From this table, the model's quality can be assessed and additional steps like removing outliers or applying Box-Cox transformation can be considered to improve the model.
If the model shows symptoms of violating regression assumptions, identifying and dealing with outliers or extreme values can help improve the model. Consider Box-Cox transformation if needed, especially if previous advice from Box-Cox suggests potential for transformation.
Conclusion
From the multiple linear regression analysis conducted, a regression model was successfully developed to predict "TOTAL DRY WEIGHT (g/tan)" considering variables such as pH H2O, Available P (mg kg-1), and AL Saturation (%). This model can explain approximately 42.2% of the variability in TOTAL DRY WEIGHT. Moreover, residual analysis confirms that the model meets the basic regression assumptions, i.e., homoscedasticity and residual normality. Although Box-Cox transformation was suggested, based on Regression Assumption Checks, transformation may not be necessary. Furthermore, some observations considered as outliers or extremes have been identified and need to be considered in further analysis.

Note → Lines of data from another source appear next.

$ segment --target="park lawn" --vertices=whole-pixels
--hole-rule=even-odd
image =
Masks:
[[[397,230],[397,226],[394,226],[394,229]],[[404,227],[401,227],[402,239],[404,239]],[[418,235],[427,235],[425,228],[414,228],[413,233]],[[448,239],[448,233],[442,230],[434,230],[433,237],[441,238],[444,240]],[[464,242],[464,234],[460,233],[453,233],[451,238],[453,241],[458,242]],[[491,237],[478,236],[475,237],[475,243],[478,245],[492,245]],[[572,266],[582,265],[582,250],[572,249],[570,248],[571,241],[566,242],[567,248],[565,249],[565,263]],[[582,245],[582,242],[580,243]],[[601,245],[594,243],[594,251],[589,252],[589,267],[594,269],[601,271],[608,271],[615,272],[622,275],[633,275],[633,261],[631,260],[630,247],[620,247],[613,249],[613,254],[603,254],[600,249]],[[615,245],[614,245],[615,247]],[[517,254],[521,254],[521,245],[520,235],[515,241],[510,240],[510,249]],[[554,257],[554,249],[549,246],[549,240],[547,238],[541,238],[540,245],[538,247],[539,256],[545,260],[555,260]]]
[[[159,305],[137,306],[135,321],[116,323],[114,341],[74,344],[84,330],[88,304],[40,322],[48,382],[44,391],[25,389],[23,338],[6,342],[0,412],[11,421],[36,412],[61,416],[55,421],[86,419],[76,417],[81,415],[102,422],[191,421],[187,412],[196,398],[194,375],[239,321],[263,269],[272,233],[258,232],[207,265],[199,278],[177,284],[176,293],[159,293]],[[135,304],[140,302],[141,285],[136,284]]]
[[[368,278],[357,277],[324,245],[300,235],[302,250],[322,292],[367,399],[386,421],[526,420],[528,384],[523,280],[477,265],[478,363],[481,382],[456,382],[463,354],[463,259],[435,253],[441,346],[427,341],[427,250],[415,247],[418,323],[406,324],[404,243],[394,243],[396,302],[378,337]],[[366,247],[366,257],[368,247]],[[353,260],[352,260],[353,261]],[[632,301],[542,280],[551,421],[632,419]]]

Writing Results and Discussion in Academic Work
In this study, a regression model has been successfully developed to understand the relationship between "TOTAL DRY WEIGHT (g/tan)" and predictor variables pH H2O, Available P (mg kg-1), and AL Saturation (%). The resulting regression equation is:
Y = 148.8103 - 20.2959 × pH H2O + 1.4821 × Available P - 5.737 × AL Saturation
This model demonstrates that about 42.2% of the variability in "TOTAL DRY WEIGHT" can be explained by the predictor variables. This is indicated by the coefficient of determination (R2) which is 0.422.
Regression Assumption Checks through residual analysis indicate that the model meets basic regression assumptions. Although there was a suggestion to perform Box-Cox transformation, further analysis shows that transformation may not be necessary.
In residual analysis, several observations were identified as outliers or have extreme values. This needs to be considered in further interpretation of the model's results and in the practical application of this regression model.